A bioaccumulative substance is stored in the body and more is added with every exposure. This means that the substance, in many cases, is never fully degraded or destroyed.
Many of the bioaccumulative substances are also persistent, meaning that they are long-lived and resist degradation also in nature, which further increases exposure for animals (including humans).
“Persistent Bioaccumulative Toxic (PBT) chemicals are of particular concern not only because they are toxic but also because they remain in the environment for long periods of time, are not readily destroyed, and build up or accumulate in body tissue.” –United States Environmental Protection Agency (EPA)
Chemicals accumulating in organisms
There are multiple ingredients in beauty, personal care and household products that are bioaccumulative. Other common exposure sources are foods, the atmosphere (caused both by natural sources and human activity), and pesticides.
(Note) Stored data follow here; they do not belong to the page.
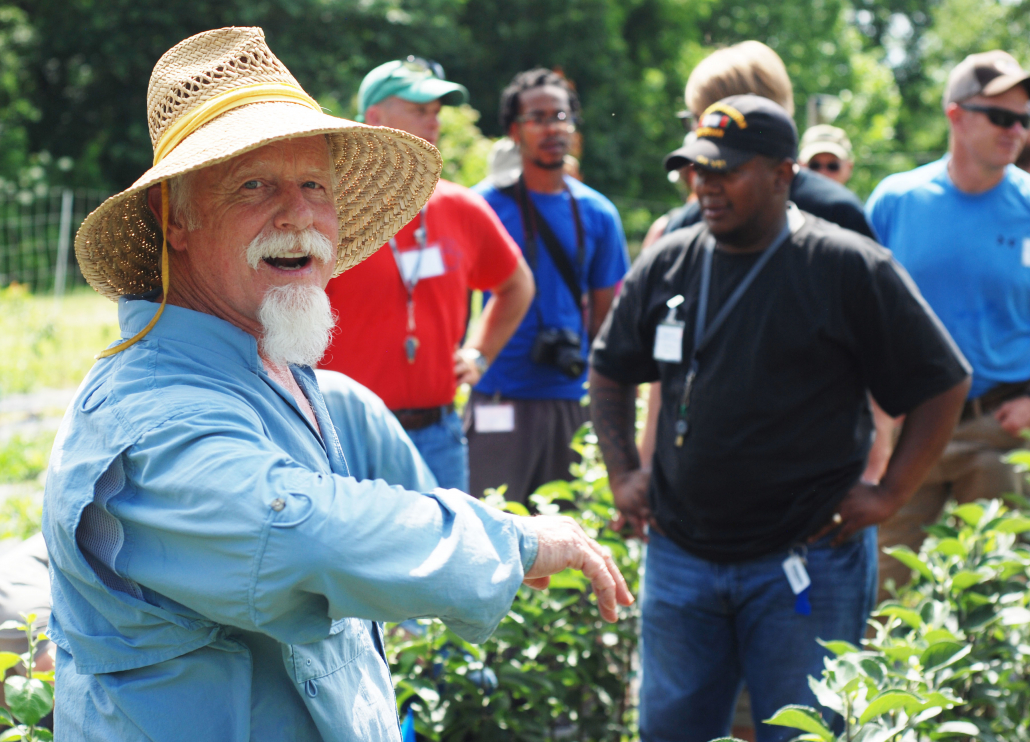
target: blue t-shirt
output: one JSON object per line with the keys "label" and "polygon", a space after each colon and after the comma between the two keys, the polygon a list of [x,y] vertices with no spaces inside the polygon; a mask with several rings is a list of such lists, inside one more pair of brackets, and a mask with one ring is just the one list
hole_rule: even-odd
{"label": "blue t-shirt", "polygon": [[[565,182],[568,191],[564,193],[530,191],[530,198],[576,267],[582,290],[586,292],[614,286],[629,269],[626,237],[622,233],[619,212],[611,201],[593,188],[574,178],[566,177]],[[508,233],[525,253],[522,215],[515,200],[486,181],[472,190],[493,207]],[[576,199],[583,223],[586,255],[582,267],[576,265],[576,225],[572,218],[569,193]],[[533,341],[545,327],[569,328],[578,332],[583,341],[584,358],[587,355],[588,340],[580,309],[542,240],[538,240],[536,253],[536,265],[530,264],[536,279],[533,306],[526,312],[522,324],[494,360],[490,370],[476,385],[476,391],[484,394],[500,392],[513,399],[579,399],[583,396],[586,372],[580,378],[573,379],[562,373],[557,366],[530,360]]]}
{"label": "blue t-shirt", "polygon": [[1030,175],[963,193],[948,158],[886,178],[866,214],[973,367],[970,397],[1030,379]]}

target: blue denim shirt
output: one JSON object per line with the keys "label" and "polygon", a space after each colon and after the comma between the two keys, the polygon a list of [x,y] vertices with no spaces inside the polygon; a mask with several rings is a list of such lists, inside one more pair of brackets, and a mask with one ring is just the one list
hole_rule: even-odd
{"label": "blue denim shirt", "polygon": [[[122,299],[124,337],[157,306]],[[536,557],[456,491],[349,476],[252,336],[169,306],[99,361],[58,432],[44,502],[58,739],[399,740],[377,621],[482,641]]]}

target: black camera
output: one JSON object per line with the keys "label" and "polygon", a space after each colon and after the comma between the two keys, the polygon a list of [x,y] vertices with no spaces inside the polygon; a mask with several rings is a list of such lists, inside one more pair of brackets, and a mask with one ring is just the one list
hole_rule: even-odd
{"label": "black camera", "polygon": [[578,379],[586,370],[583,345],[579,333],[568,328],[548,327],[541,330],[533,341],[529,357],[533,363],[557,366],[566,376]]}

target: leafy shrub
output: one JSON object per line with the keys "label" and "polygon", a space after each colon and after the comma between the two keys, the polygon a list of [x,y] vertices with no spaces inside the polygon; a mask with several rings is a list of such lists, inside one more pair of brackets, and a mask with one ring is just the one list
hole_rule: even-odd
{"label": "leafy shrub", "polygon": [[919,554],[888,553],[913,582],[880,605],[865,651],[827,642],[819,703],[844,722],[839,736],[818,711],[786,706],[769,724],[811,742],[923,742],[975,737],[1030,740],[1030,517],[1000,500],[952,505],[927,529]]}
{"label": "leafy shrub", "polygon": [[46,634],[40,632],[33,636],[34,613],[23,613],[22,617],[24,623],[4,621],[0,624],[0,630],[24,631],[29,643],[29,651],[22,655],[0,652],[0,675],[19,664],[25,669],[24,675],[12,675],[4,681],[4,698],[11,710],[0,707],[0,724],[11,728],[0,735],[0,739],[3,742],[48,742],[53,740],[53,734],[36,725],[54,708],[54,673],[52,670],[38,672],[34,661],[36,645],[46,639]]}
{"label": "leafy shrub", "polygon": [[11,436],[0,441],[0,484],[35,479],[50,463],[55,432],[34,436]]}
{"label": "leafy shrub", "polygon": [[[545,485],[531,500],[541,513],[560,507],[611,549],[636,594],[640,547],[607,528],[615,510],[588,426],[573,446],[583,455],[573,469],[576,479]],[[500,494],[488,501],[526,514]],[[435,620],[421,621],[416,633],[392,629],[387,651],[397,700],[402,709],[410,704],[416,730],[428,740],[585,742],[631,736],[635,710],[627,693],[636,624],[635,609],[623,610],[618,623],[605,623],[581,574],[555,575],[548,590],[523,586],[508,616],[480,646]]]}
{"label": "leafy shrub", "polygon": [[0,503],[0,541],[24,541],[43,528],[43,499],[30,494],[10,495]]}

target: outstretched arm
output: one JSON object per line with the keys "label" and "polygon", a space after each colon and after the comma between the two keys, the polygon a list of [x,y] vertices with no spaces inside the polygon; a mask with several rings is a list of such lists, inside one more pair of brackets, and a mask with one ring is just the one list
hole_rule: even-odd
{"label": "outstretched arm", "polygon": [[636,388],[590,369],[590,415],[608,467],[615,507],[633,527],[634,535],[646,539],[645,526],[651,520],[647,501],[651,470],[641,468],[637,453]]}
{"label": "outstretched arm", "polygon": [[809,541],[839,525],[833,540],[833,545],[839,546],[866,526],[883,523],[898,512],[944,451],[971,383],[967,377],[908,413],[880,483],[859,482],[852,487],[837,507],[839,522],[827,523]]}

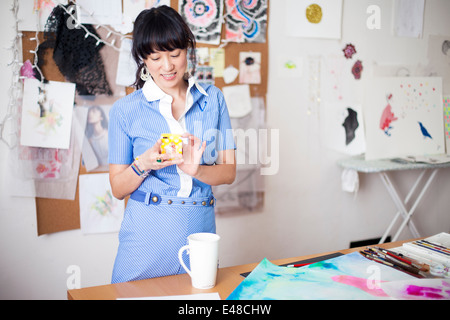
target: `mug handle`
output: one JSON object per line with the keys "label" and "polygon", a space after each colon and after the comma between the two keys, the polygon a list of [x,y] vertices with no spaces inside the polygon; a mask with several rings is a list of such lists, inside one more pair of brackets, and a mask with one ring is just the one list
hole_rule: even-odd
{"label": "mug handle", "polygon": [[189,249],[189,245],[185,245],[183,247],[180,248],[180,250],[178,251],[178,260],[180,260],[180,264],[181,266],[184,268],[184,270],[186,270],[186,272],[188,273],[188,275],[190,277],[192,277],[191,275],[191,270],[188,269],[188,267],[186,266],[186,264],[183,261],[183,251],[188,250]]}

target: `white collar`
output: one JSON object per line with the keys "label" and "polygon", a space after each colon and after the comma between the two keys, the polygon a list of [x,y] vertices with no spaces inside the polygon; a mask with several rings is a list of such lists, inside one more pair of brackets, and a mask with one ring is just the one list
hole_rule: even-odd
{"label": "white collar", "polygon": [[[193,86],[196,86],[198,91],[200,91],[205,96],[208,96],[208,93],[205,91],[205,89],[196,81],[195,77],[189,77],[188,79],[188,92],[191,91]],[[150,77],[142,87],[142,93],[144,94],[145,98],[148,101],[156,101],[161,100],[165,96],[169,96],[167,93],[165,93],[163,90],[161,90],[160,87],[153,81],[153,79]]]}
Humans are repeatedly exposed to low doses of accumulative toxins and risk storing dangerous amounts of them in their bodies; and larger amounts of toxins usually mean greater risks.
The bioaccumulative substances are fat-soluble, meaning that they are stored in the body’s fat. It means that they can’t be secreted, transported out of the body, through urine.
Unfortunately though, toxins can be transferred from mother to child during pregnancy and breastfeeding. Avoiding bioaccumulative toxic substances is therefore especially important for pregnant women and for women who want kids in the future. Fetuses and small children are the most vulnerable to the harmful effects of chemicals.
In general, the adverse effects of bioaccumulative chemicals depend on which toxins, and which combination of toxins, that are stored. The effects are therefore unpredictable and are also easily overlooked as uptake can occur over a long period of time without effects showing.
High-standing animals in the food chain, such as predators, are more vulnerable to bioaccumulating toxins as they might consume high amounts of accumulating toxins through their prey. Bioaccumulative environmental pollutants have for example disturbed the Baltic seals reproductive cycle and almost caused the sea eagle to go instinct in Sweden.